Thursday, June 16, 2005

The thin chalk line.

Spent most of the day so far sitting at my local cafe correcting VCE work listening to Eyehategod and Arab on Radar on my discman and to other table's conversations. There was this family birthday lunch taking place which seemed to represent every negative stereotype of my current locale. The whole family smoked including their youngest daughter (who couldn't have been more than 13) and mummy was supplying the cigs. They were having an extremely distracting conversation, a conversation that has solidified in my mind the meaning of the word bogan. Inbetween complaints against multicultural Australia they exchanged gossip... forget work the VB and mullet hair cuts this is what it is all about!


They discussed who of the daughters' friends was into self harm, who was annorexic or bulemic, who had parents into hard drugs, dole-bludging, cheating their partner and neglect of their responsibilities. Being a bogan is more than just a pair of tracksuit pants for every occaision or a cigarette brand that boxes their product in 50 packs, it is a lifestyle. Bogans are the unsung heros of counter-culture, self destructive, drug addled, dropped out and sex mad. They embody everything Tim Leary spoke out for gone wrong.
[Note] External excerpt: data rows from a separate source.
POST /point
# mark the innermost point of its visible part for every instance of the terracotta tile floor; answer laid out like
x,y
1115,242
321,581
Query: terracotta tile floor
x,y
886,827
As I sat there distracted drowning in work, pen in hand something of the irony of my own situation also became glaringly obvious to me. Like all the cliches about the nuthouse where the only thing seperating the doctors from the patients is a white coat, I started to understand that all that seperates the teachers from the students is the direction they face in relation to the whiteboard. I am a conditioned institutional animal: like Pavlov's dogs a bell rings and I come running, I take my homework home each night and I eat a packed lunch of cut sandwiches, my students and I live mirror image lives.


There is an imaginary chalk line drawn through the middle of every classroom or as a student of mine put it last year-





"It's the kids who really run this school, we just let the teachers feel that they have control but it's in our hands and there's nothing you can do."